Sangue in Terra Santa. Un ossimoro che fin troppo spesso arriva a verificarsi. E lo ha fatto anche negli ultimi giorni, in cui l’ombra dell’odio si è nuovamente riaffacciata ai piedi del Monte del Tempio di Gerusalemme. E Papa Francesco, al termine dell’Angelus, lancia un appello affinché l’ondata delle violenze si fermi: “Con grande dolore apprendo le notizie che giungono dalla Terra Santa, in particolare della morte di dieci palestinesi, tra cui una donna, uccisi durante azioni militari israeliane antiterrorismo in Palestina; e di quanto accaduto vicino a Gerusalemme venerdì sera, quando sette ebrei israeliani sono stati uccisi da un palestinese e tre sono stati feriti all’uscita dalla sinagoga”. Una “spirale di morte”, la definisce il Papa, “che aumenta di giorno in giorno non fa altro che chiudere i pochi spiragli di fiducia che ci sono tra i due popoli. Dall’inizio dell’anno decine di palestinesi sono rimasti uccisi negli scontri a fuoco con l’esercito israeliano”. Il Pontefice chiede un maggiore sforzo “ai due Governi e alla Comunità internazionale, affinché si trovino, subito e senza indugio, altre strade, che comprendano il dialogo e la ricerca sincera della pace”.
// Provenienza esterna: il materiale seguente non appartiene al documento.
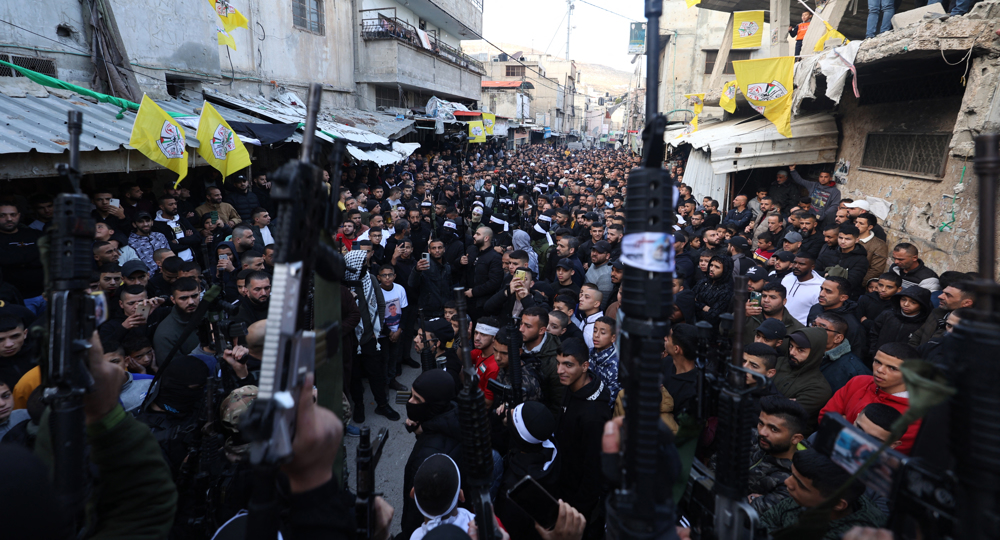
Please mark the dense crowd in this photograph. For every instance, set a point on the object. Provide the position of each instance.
(533, 239)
La riflessione del Santo Padre ha poggiato sul Vangelo odierno, nel quale “si proclamano le Beatitudini”. La prima delle quali recita: “Beati i poveri in spirito, perché di essi è il regno dei cieli”. Un’espressione che indica coloro “che sanno di non bastare a sé stessi, di non essere autosufficienti, e vivono come ‘mendicanti di Dio’: si sentono bisognosi di Dio e riconoscono che il bene viene da Lui, come dono, come grazia”. Chi è povero in spirito, ricorda il Papa, “fa tesoro di quello che riceve; perciò desidera che nessun dono vada sprecato”. Un aspetto tipico quello di “non sprecare”. È Gesù stesso che ce ne mostra l’importanza in numerosi episodi: “Purtroppo, però, è un principio spesso disatteso, soprattutto nelle società più agiate, in cui domina la cultura dello spreco e la cultura dello scarto: ambedue sono una peste”.
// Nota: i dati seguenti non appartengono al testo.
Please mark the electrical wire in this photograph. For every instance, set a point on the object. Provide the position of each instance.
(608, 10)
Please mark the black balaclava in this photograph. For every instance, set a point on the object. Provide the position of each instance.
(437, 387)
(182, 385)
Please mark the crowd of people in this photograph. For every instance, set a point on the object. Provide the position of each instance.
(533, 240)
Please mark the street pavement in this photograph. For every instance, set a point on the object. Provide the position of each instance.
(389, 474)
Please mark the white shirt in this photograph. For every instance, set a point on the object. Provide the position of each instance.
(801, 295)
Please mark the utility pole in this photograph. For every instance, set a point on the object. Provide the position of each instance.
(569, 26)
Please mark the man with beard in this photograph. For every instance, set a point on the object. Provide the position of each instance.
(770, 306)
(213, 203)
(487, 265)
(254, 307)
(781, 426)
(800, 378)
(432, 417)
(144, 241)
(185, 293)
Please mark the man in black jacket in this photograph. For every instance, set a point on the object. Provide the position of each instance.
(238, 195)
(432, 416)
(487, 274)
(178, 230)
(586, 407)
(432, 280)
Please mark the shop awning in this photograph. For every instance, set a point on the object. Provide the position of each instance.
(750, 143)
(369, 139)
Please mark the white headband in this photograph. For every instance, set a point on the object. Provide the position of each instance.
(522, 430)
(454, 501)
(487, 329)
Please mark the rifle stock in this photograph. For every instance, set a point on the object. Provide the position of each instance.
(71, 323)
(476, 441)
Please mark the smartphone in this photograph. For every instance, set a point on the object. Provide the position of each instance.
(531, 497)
Il Pontefice propone tre sfide contro la mentalità dello spreco e dello scarto. Innanzitutto, “non sprecare il dono che noi siamo. Ognuno di noi è un bene, indipendentemente dalle doti che ha”. E ancora: “Non sprecare i doni che abbiamo. Risulta che nel mondo ogni anno vada sprecato circa un terzo della produzione alimentare totale. E questo mentre tanti muoiono di fame”. Infine, “non scartare le persone. La cultura dello scarto dice: ti uso finché mi servi; quando non mi interessi più o mi sei di ostacolo, ti butto via. E si trattano così specialmente i più fragili”. Sfide che si affrontano prima di tutto ponendosi delle domande, chiedendosi se si è in grado di far spazio a Dio di condividere con gli altri i beni che abbiamo.